Splunk Cloud Platform

Getting Data In

Format events for HTTP Event Collector

The HTTP Event Collector (HEC) receives events from clients in a series of HTTP requests. Each request can contain a HEC token, a channel identifier header, event metadata, or event data, depending on whether your events are raw or have been formatted in accordance with the JavaScript Object Notation (JSON) standard. You can format events for HEC in both Splunk Cloud Platform and Splunk Enterprise.

To learn more about HEC, how it works, and how to set it up, see Set up and use the HTTP Event Collector in Splunk Web.

HEC token

Before the HTTP Event Collector can accept your data for indexing, you must authenticate to the Splunk Cloud Platform or Splunk Enterprise instance on which it runs. You do this using the token you generate when you create a new HEC input. When you use the token management endpoint on the Splunk server to generate a token, it generates the token in the form of a globally unique identifier (GUID). See Use cURL to manage HTTP Event Collector tokens, events, and services for more information. Using the token management endpoint guarantees that the token is unique.

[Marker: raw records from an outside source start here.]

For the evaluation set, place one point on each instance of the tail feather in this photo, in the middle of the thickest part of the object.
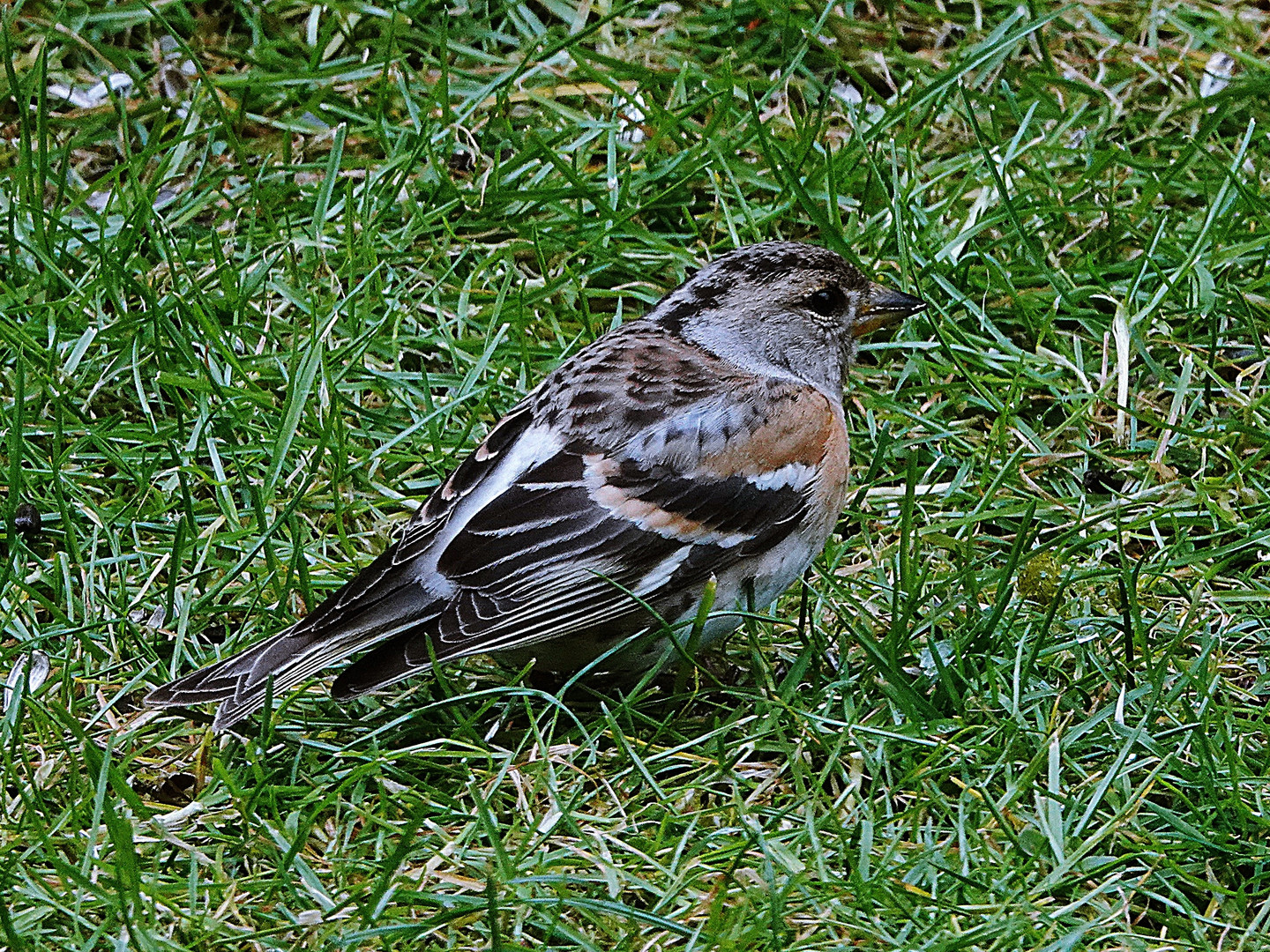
(239, 684)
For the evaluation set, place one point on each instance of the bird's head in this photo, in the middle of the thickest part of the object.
(782, 305)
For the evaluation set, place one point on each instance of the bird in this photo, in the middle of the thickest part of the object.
(703, 446)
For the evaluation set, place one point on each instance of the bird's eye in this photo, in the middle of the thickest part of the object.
(826, 302)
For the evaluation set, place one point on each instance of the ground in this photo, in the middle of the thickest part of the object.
(257, 300)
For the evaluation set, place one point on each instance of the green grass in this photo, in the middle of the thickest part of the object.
(1021, 701)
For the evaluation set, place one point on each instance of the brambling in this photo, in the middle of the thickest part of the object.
(704, 441)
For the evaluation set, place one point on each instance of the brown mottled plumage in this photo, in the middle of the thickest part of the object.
(704, 441)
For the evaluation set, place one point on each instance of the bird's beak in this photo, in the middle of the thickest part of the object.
(885, 306)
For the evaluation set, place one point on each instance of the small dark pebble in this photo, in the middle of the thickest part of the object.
(26, 522)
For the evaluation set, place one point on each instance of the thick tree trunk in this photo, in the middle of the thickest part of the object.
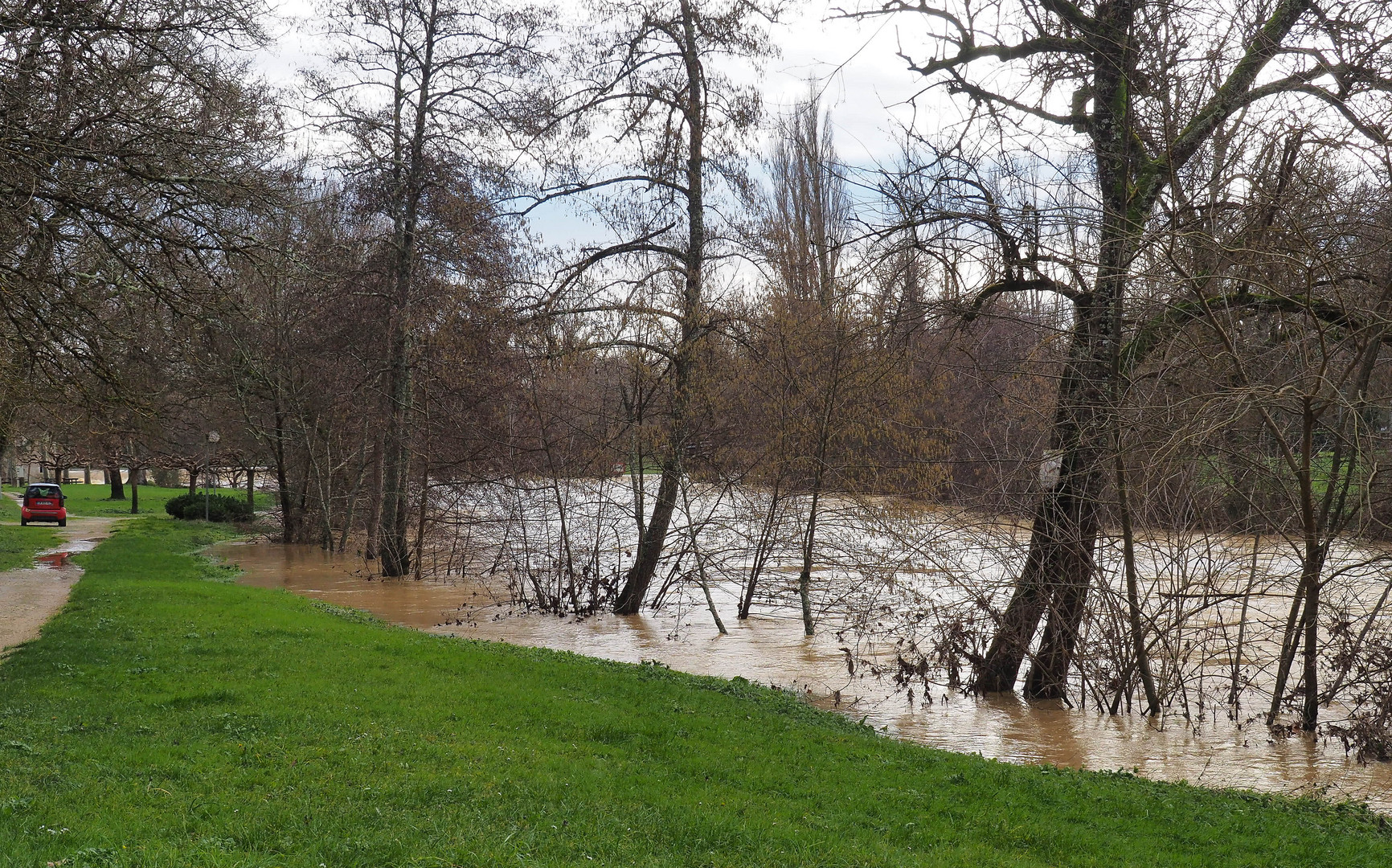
(113, 476)
(650, 546)
(1058, 569)
(393, 542)
(654, 534)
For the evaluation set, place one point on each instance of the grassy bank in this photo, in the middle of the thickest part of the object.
(167, 719)
(95, 500)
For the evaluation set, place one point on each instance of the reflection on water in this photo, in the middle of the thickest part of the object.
(1213, 751)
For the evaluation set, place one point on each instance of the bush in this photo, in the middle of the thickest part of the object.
(220, 508)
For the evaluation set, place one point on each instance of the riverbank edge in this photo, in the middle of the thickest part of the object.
(167, 719)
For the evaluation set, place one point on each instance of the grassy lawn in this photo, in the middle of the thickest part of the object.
(93, 500)
(170, 718)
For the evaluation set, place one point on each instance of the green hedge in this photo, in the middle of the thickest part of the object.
(216, 506)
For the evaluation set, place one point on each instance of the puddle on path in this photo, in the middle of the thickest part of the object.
(768, 650)
(57, 558)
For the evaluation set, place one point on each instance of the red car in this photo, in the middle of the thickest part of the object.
(43, 502)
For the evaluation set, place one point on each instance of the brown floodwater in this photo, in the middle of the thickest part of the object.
(1211, 751)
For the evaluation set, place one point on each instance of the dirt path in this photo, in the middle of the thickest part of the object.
(30, 597)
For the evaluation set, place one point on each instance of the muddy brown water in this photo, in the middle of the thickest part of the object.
(1214, 751)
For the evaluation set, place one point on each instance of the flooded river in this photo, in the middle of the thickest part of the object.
(1211, 751)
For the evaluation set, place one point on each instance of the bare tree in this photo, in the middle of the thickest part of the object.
(1144, 112)
(425, 93)
(674, 125)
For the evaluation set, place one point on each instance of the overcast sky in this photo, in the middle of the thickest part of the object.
(865, 84)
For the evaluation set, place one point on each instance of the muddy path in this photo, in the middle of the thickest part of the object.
(30, 597)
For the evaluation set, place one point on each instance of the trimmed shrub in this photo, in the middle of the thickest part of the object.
(220, 508)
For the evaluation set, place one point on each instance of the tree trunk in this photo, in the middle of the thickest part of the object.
(654, 536)
(289, 518)
(113, 476)
(1137, 629)
(369, 548)
(395, 501)
(808, 548)
(1058, 569)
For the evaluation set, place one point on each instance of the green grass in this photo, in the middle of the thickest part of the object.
(170, 719)
(95, 500)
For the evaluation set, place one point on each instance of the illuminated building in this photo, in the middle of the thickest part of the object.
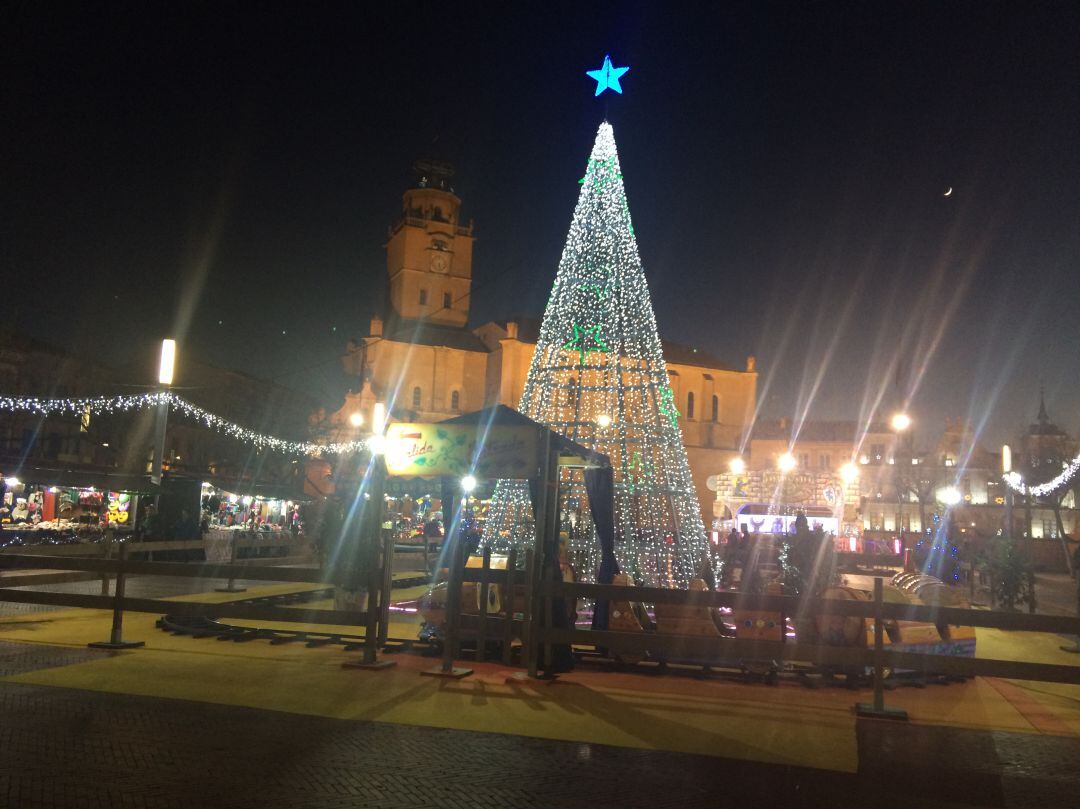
(427, 364)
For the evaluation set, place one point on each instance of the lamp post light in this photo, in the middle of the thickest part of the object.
(1007, 470)
(166, 366)
(901, 422)
(786, 462)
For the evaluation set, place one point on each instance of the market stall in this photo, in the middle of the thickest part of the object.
(54, 507)
(267, 521)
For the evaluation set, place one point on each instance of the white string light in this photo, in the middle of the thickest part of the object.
(1014, 481)
(107, 405)
(598, 377)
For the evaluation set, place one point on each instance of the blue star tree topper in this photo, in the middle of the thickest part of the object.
(607, 77)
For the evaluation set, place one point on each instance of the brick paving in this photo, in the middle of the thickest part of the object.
(65, 747)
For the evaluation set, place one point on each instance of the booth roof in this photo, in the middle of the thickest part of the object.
(81, 479)
(268, 490)
(502, 416)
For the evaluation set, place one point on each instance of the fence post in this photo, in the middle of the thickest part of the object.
(116, 636)
(388, 584)
(1076, 647)
(508, 607)
(373, 633)
(231, 587)
(485, 589)
(450, 639)
(530, 611)
(878, 710)
(109, 537)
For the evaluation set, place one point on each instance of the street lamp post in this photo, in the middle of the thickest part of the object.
(901, 422)
(166, 365)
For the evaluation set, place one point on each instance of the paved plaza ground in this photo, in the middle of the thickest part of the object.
(187, 722)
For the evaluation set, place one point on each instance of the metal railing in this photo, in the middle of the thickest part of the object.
(373, 619)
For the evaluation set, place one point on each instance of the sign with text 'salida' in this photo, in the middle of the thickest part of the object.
(431, 450)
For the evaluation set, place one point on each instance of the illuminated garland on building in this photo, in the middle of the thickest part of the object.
(598, 377)
(108, 405)
(1016, 483)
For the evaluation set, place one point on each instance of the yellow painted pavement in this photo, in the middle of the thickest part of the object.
(786, 724)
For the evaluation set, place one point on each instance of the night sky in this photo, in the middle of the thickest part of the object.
(226, 173)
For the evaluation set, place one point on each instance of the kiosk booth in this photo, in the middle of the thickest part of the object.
(494, 444)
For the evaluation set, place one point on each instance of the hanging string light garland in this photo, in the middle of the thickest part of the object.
(107, 405)
(1014, 481)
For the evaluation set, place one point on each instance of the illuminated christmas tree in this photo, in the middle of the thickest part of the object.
(598, 377)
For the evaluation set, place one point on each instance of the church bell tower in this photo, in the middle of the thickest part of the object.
(429, 253)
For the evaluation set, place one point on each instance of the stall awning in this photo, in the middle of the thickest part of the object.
(502, 416)
(82, 479)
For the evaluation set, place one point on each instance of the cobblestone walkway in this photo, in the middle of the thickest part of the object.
(62, 747)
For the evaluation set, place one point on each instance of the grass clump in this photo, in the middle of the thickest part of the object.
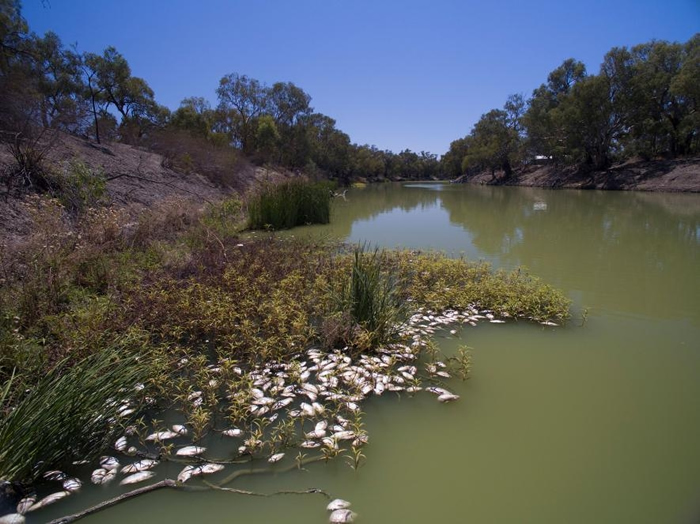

You have several ways to authenticate to the instance: by HTTP authentication, basic authentication, or a query string.

HTTP authentication

Place the token in the authorization header of each HTTP request as follows:

"Authorization: Splunk <hec_token>" 

The following example shows HTTP authentication in the context of a typical curl command that you use to communicate with HEC:

curl -H "Authorization: Splunk 12345678-1234-1234-1234-1234567890AB" https://mysplunkserver.example.com:8088/services/collector/event -d '{"sourcetype": "my_sample_data", "event": "http auth ftw!"}'

Basic authentication

To perform basic authentication into HEC, include a colon-separated user-password pair in the request after -u, inserting the HEC token as the <password>: "<user>:<password>". The <user> can be any string. For example:

-u "x:<hec_token>"

The following example shows the basic authentication in context of a curl command:

curl -u "x:12345678-1234-1234-1234-1234567890AB" https://mysplunkserver.example.com:8088/services/collector/event -d '{"sourcetype": "my_sample_data", "event": "basic auth ftw!"}'

Query string

You can specify the HEC token as a query string in the URL that you specify in your queries to HEC. For example:

?token=<hec_token>

The following example shows the query string authentication in context of a curl command:

curl https://mysplunkserver.example.com:8088/services/collector/event?token=12345678-1234-1234-1234-1234567890AB -d '{"sourcetype": "my_sample_data", "event": "query string ftw!"}'

You must also enable query string authentication on a per-token basis. Open a case with Splunk Support to edit the file in the $SPLUNK_HOME/etc/apps/splunk_httpinput/local/inputs.conf file. Your tokens appear by name in this file, in the form of http://<token_name>.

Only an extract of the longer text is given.